Climadjust is a web based service which allows users such in a wide variety of sectors (agriculture, planning, infrastructure, etc) to use information from climate models with more specificity for local conditions (topography, land use, etc.) to more gather more accurate data to forecast the possible effects on a particular area as a result of climate change.

As part of the Climateurope webstival 2020, BellHouse has been playing some data from the Climadjust service to explore how this data sounds.

Juan Jose from Predicita sent me six sets of data to play and is for an area in or near Barcelona in Spain.
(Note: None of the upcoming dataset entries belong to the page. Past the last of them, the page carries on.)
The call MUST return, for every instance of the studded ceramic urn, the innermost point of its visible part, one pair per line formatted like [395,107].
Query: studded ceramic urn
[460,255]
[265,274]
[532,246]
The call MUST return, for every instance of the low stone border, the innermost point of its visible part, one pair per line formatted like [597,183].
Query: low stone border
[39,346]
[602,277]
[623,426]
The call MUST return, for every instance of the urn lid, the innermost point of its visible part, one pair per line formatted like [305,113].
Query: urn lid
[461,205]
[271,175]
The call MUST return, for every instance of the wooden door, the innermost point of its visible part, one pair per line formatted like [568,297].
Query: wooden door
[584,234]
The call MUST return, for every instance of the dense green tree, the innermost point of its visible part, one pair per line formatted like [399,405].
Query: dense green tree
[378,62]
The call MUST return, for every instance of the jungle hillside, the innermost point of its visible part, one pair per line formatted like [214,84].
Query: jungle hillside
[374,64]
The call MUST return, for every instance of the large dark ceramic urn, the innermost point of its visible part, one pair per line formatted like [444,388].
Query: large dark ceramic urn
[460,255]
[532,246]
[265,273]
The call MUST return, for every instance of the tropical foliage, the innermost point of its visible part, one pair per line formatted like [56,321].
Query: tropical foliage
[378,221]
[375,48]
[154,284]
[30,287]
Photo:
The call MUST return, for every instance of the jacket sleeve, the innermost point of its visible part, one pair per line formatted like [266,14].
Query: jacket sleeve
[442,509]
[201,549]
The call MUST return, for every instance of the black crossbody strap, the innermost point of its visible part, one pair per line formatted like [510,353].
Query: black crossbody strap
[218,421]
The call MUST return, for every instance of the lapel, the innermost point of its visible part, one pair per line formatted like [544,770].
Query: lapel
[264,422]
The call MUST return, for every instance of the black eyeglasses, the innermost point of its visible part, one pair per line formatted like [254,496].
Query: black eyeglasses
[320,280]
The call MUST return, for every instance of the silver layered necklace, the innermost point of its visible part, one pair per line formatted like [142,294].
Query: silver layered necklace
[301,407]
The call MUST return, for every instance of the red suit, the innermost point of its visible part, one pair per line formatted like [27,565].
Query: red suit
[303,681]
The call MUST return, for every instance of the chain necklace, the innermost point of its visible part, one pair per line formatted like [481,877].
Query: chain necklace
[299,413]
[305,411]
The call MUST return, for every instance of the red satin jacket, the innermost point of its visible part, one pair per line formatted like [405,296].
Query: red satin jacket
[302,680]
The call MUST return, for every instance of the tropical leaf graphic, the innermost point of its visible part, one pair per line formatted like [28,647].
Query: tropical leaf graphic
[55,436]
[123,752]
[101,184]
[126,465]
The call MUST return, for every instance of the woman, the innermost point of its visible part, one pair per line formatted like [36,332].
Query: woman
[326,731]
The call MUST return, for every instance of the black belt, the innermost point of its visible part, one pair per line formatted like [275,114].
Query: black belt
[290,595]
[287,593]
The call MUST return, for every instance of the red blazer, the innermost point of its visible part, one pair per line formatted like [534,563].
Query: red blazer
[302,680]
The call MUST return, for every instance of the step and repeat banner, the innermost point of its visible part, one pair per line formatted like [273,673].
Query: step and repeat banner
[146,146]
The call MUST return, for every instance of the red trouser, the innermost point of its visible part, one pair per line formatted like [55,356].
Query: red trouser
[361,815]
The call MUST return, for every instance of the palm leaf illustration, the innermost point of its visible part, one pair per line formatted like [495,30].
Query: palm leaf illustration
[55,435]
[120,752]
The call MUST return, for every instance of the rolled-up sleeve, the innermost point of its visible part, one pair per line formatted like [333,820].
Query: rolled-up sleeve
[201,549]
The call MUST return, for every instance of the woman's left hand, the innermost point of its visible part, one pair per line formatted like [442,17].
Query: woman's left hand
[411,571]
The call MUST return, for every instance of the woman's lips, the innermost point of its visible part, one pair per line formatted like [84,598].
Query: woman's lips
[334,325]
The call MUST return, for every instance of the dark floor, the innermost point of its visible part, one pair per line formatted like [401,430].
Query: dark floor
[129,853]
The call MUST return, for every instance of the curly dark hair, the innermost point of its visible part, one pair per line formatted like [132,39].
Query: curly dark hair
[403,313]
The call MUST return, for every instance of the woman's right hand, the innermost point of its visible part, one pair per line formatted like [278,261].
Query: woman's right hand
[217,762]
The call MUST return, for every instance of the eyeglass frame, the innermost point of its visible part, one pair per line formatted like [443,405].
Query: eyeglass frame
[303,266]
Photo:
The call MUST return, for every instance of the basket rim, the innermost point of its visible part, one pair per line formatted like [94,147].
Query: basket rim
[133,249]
This data is presented in the form of a gif which shows 2 series of line graphs, which show temperature variations over time. The first; a blue field of lines, denotes data generated by a series of climate models (global in nature) with a thick blue line which denotes the average of these models. The space between the highest measurements and lowest is shaded in blue. The second field (grey) denotes the data when bias adjusted by the software.

The data looks at 2 areas? and explores the historical and predicted temperature over time with 2 different prediction data sets. In this post I will set out the recordings for each area.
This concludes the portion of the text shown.